[Date Prev][Date Next][Thread Prev][Thread Next][Date Index][Thread Index]
Re: Helper functions
Rather than answer Ben's questions one by one, I'll try to address
things in bulk.
The route we chose to go down for representing particles in IMP is
very non-structured. You just give it a string and get back a value.
This makes things very flexible (for example I can trivially
implement the hierarchy on top of it) but makes it hard to maintain
invariants. The best way to do this is to provide helper functions
and beat users into using them. For example an add_child helper
function adds a child to a node and makes sure the parent_index is
correct. A compute_coordinates_from_center_of_mass_of_children
function does exactly that. Unfortunately, there is no way of making
sure that it gets called every time the the set of children change
(although add_child/remove_child could of course be made more clever
and we can use a State object to make sure it gets called after
coordinates are updated by the optimizer).

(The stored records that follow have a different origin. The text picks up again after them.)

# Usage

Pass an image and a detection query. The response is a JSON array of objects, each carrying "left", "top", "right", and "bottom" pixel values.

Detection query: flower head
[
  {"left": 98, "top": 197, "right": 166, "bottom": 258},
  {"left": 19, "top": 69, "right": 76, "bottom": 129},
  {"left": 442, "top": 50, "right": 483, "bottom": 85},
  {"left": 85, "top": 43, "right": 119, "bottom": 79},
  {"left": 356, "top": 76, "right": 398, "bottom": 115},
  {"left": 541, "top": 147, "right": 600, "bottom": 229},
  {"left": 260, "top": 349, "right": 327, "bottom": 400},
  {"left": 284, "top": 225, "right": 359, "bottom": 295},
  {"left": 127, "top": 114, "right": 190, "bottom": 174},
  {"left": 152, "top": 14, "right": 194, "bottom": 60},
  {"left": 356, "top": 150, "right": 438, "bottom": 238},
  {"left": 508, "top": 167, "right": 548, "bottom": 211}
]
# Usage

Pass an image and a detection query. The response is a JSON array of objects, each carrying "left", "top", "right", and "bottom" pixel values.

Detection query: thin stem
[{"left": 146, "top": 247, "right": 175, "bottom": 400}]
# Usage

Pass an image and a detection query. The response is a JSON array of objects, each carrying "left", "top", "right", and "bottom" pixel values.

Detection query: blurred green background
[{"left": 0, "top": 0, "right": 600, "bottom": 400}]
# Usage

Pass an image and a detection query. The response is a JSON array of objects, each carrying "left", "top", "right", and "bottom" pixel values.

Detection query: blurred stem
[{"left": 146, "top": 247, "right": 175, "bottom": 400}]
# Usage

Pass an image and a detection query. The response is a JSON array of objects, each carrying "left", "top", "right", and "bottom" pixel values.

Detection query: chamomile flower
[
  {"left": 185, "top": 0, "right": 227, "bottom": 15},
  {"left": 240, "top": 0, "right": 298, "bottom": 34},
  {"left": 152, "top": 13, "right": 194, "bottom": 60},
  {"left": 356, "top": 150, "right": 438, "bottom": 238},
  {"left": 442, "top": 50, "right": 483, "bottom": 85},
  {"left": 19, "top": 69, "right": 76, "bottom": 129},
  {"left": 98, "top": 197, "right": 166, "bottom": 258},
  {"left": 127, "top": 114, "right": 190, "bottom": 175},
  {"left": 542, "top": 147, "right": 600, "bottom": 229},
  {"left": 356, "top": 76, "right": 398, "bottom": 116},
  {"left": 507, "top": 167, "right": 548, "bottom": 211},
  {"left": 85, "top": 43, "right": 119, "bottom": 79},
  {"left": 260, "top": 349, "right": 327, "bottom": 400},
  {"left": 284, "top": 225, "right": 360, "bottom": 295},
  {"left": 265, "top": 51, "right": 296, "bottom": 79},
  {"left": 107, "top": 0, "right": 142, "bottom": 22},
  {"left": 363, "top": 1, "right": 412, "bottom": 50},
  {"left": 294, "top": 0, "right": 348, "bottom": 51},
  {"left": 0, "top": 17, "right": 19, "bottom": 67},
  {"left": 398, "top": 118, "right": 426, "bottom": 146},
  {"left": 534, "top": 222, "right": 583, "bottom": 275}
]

Another issues is that all lookups involve searching for a string in
a table. This can be expensive. The cost of generating the string
should be trivial as they can easily be cached (I do so in my
get_child helper function).
The alternative would have been to use an object hierarchy and have
the objects manage everything internally. Then we can have all sorts
of types of objects which allow you to get and set attributes
directly (hiding the Model_data object and the indirection provided
by the IntIndex sort of things from users of the various Particle
classes). Then we would have a GeometricParticle which has methods x
() and y() which return floats for the coordinates and a
HierarchyParticle() which has child(i) etc. The main disadvantage is
that you have to cast all over the place (but now that C++ has RTTI
this isn't too bad). The other disadvantage is that loading data from
files is more tricky as the mapping between the text string in the
file and the attribute no longer happens for free (you have to know
"X" corresponds to the function set_x()). We can provide macros to
make this mapping easier though.
Personally I think the class based approach is better, but Brett
liked databases and went with the former. The one thing I think we
should not do is mix the two. Either everything is an object and you
get things through C++ calls or everything is as it is currently and
you manipulate things through helper functions. If we mix, it is hard
to keep track of what everything is and make sure that things like
saving and restoring state happen properly as well as just being ugly.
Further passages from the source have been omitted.